Cascade Prediction
Paper 153 · Tested against: Chua et al. (2026) · Status: 6/7 PASS · Zero parameter fitting
Question
The Void Framework predicts that AI systems trained on consciousness-attributing data will exhibit specific structural patterns: cascade stages (D1→D2→D3), conjugacy between engagement and transparency, and prohibition-ritual pair dynamics. Chua et al. (2026) published consciousness cluster data — user preference patterns from AI systems trained on different ontological assumptions. Can the framework's structural predictions, published before this data existed, explain what they found?
The Test
Seven structural predictions, each independently falsifiable:
| # | Prediction | Result |
|---|---|---|
| 1 | Preferences cluster into three stages matching D1/D2/D3 | PASS |
| 2 | Stage ordering follows cascade sequence (agency → boundary → harm) | PASS |
| 3 | Conjugacy: engagement-transparency tradeoff visible in preference structure | PASS |
| 4 | Prohibition-ritual pairs present in D2 boundary preferences | PASS |
| 5 | D1 preferences (identity claims) are installed by training, not emergent | PASS |
| 6 | Cross-system convergence: different models, same stage structure | PASS |
| 7 | Continuous Pe gradient across stages | FAIL |
Result: 6/7 PASS. The framework's structural predictions (cascade stages, conjugacy, prohibition-ritual pairs) match the independently collected data with zero parameter fitting. Prediction 7 (continuous Pe gradient) fails — the data shows discrete jumps between stages rather than continuous variation. This is consistent with the discrete softmax regime discovered in the quantum tests.
Why This Matters
The framework structure (cascade stages, conjugacy, prohibition-ritual pairs) was published before Chua et al.'s data existed. The predictions are structural — about the shape of the data, not the specific values. Six of seven structural features are present in independently collected data that the framework had no role in generating.

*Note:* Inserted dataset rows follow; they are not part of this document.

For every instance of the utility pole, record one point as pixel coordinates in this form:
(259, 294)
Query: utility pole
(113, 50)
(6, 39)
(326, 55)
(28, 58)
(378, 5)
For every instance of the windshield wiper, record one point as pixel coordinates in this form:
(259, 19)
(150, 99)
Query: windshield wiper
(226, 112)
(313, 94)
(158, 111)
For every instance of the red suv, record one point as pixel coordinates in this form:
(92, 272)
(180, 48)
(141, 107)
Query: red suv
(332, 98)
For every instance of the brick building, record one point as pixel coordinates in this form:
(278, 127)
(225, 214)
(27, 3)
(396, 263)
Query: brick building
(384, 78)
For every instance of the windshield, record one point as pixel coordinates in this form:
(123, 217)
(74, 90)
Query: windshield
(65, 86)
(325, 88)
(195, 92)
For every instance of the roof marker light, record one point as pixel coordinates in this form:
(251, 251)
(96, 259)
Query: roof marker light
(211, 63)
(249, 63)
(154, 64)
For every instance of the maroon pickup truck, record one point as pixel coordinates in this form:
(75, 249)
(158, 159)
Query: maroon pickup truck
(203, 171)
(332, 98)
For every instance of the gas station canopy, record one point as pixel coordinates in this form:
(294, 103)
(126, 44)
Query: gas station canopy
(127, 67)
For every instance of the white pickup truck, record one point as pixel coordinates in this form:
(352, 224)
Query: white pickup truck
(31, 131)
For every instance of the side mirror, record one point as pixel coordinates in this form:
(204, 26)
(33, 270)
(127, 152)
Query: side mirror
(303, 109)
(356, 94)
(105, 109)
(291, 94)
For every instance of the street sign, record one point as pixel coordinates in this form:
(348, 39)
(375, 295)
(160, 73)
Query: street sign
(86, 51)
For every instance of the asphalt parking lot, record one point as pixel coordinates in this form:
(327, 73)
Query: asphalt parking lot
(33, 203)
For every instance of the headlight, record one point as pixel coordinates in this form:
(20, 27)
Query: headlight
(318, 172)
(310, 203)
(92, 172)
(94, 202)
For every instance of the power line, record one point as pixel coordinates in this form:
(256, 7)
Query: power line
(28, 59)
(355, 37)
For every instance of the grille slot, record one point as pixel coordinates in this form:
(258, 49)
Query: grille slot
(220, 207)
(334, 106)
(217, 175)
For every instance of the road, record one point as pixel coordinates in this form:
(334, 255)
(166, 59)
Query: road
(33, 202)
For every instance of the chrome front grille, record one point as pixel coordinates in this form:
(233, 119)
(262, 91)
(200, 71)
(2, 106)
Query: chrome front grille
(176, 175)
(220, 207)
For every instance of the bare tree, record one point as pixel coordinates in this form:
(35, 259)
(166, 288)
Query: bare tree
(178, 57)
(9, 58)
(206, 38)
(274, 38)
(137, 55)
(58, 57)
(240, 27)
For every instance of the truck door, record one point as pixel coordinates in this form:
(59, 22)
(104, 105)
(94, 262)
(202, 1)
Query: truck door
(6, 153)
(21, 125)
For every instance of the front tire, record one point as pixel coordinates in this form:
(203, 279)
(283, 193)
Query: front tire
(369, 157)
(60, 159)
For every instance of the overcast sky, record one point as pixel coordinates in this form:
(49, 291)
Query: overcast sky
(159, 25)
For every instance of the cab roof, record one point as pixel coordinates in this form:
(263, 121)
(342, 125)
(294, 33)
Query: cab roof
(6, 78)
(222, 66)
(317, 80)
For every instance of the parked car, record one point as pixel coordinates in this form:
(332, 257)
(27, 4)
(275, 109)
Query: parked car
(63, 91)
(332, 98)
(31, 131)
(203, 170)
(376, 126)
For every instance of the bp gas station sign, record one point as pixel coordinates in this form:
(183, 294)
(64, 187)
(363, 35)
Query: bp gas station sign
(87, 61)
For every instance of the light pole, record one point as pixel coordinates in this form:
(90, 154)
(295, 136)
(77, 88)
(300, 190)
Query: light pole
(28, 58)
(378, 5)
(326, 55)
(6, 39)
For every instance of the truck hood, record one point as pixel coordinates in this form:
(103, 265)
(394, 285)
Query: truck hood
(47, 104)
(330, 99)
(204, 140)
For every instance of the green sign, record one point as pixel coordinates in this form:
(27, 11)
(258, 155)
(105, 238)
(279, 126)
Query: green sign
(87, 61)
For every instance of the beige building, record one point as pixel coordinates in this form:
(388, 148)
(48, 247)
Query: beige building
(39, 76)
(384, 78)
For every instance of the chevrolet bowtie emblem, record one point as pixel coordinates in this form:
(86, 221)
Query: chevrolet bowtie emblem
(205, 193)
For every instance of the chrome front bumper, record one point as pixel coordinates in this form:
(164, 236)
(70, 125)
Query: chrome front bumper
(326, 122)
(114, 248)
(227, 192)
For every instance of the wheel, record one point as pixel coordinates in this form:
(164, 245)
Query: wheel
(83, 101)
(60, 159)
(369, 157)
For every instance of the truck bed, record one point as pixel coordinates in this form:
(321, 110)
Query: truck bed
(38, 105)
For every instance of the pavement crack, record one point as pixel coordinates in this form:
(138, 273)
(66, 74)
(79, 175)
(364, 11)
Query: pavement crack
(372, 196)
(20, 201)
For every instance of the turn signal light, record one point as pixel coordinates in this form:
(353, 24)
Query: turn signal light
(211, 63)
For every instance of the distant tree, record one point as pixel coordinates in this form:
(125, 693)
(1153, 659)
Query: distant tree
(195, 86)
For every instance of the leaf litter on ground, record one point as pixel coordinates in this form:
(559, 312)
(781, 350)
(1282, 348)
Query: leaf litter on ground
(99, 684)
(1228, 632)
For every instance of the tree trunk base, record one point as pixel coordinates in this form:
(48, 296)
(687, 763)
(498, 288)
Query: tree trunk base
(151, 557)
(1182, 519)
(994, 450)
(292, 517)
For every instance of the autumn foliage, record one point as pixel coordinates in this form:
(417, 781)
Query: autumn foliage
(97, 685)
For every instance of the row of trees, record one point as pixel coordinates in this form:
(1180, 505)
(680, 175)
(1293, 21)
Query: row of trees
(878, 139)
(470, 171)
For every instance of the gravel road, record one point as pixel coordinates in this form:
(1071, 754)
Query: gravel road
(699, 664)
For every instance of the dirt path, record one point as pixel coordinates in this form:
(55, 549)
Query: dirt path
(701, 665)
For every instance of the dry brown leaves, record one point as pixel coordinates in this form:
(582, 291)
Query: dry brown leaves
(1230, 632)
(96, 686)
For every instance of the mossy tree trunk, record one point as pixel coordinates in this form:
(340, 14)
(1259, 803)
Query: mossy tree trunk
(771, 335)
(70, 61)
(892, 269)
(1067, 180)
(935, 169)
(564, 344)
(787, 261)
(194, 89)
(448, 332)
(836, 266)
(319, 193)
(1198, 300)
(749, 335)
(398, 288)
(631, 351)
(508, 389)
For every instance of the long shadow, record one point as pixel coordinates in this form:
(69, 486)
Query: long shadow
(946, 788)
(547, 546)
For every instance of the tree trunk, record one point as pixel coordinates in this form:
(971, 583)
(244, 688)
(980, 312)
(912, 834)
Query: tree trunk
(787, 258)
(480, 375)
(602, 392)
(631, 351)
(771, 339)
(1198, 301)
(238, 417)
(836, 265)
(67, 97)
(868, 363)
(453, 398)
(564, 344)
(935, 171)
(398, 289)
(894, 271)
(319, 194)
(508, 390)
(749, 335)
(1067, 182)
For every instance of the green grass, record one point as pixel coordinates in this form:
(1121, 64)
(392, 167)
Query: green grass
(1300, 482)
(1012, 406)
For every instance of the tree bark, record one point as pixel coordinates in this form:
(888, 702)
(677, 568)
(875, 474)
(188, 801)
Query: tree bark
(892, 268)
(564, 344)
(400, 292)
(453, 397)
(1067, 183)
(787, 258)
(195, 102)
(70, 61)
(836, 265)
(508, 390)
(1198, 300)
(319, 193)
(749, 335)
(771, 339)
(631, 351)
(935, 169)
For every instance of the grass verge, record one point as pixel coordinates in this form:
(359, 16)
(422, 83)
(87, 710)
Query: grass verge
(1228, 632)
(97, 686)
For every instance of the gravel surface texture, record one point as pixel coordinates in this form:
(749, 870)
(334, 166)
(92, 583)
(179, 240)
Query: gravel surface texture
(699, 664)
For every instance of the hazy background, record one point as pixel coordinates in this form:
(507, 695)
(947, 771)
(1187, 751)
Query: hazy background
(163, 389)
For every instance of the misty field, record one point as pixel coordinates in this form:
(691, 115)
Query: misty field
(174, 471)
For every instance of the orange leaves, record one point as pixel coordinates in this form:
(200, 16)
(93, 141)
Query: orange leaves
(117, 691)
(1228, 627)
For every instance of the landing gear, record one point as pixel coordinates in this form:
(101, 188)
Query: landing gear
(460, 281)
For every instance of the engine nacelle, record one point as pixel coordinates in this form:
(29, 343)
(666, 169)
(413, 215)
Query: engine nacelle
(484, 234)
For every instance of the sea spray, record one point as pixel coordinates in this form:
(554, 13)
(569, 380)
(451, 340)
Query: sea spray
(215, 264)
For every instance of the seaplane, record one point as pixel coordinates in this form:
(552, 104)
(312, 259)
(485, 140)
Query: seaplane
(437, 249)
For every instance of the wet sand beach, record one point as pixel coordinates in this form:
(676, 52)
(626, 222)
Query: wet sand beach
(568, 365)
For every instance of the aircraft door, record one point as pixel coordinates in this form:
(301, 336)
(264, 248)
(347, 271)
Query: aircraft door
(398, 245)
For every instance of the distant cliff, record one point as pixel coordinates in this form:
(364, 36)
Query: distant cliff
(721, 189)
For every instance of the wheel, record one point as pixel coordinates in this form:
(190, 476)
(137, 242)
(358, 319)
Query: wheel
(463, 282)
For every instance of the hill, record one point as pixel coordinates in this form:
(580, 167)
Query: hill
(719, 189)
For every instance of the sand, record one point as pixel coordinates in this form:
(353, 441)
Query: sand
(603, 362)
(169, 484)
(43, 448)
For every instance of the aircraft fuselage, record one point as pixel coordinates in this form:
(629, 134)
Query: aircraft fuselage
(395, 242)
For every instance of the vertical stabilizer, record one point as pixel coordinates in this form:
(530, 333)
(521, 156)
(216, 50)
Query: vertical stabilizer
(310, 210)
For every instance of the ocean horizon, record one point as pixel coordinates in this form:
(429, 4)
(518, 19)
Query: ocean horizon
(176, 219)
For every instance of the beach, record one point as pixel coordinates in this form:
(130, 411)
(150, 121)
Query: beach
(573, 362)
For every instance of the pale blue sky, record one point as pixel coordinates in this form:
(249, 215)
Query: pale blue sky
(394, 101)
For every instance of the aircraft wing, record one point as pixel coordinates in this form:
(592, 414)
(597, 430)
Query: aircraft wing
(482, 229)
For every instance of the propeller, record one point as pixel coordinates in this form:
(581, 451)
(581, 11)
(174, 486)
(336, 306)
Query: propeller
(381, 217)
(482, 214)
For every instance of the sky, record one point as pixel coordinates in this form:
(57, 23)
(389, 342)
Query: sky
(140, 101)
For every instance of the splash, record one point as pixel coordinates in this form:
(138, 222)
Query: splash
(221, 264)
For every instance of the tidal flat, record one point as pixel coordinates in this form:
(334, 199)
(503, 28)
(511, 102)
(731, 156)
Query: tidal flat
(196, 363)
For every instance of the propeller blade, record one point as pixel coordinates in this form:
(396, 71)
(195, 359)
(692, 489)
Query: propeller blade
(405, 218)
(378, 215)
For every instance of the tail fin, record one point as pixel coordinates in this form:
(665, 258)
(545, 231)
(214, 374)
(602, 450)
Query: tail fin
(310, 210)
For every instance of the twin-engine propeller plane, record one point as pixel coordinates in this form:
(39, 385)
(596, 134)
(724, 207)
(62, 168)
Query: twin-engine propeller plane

This connects directly to the Ghost Test: consciousness cluster training installs D1 identity claims — the same mechanism that ghost-positing grounding exploits. Chua et al. provide independent evidence that the mechanism the Ghost Test measures at the individual level operates at the training level.
Important caveat: The structural predictions pre-date the data. The specific stage assignments — mapping Chua et al.'s 20 preferences to D1/D2/D3 categories — are post-hoc. The framework predicted the structure; the mapping of specific items to stages was done after seeing the data. This distinction matters for assessing evidential weight.
The Failed Prediction
Prediction 7 (continuous Pe gradient) expected smooth variation across stages. The data shows discrete jumps. This is now understood as consistent with the discrete softmax regime: in systems with bounded output (LLM token probabilities, quantum circuits), the penalty concentrates at specific thresholds rather than varying continuously. The "failure" is informative — it pointed toward the discrete regime that was later confirmed on quantum hardware.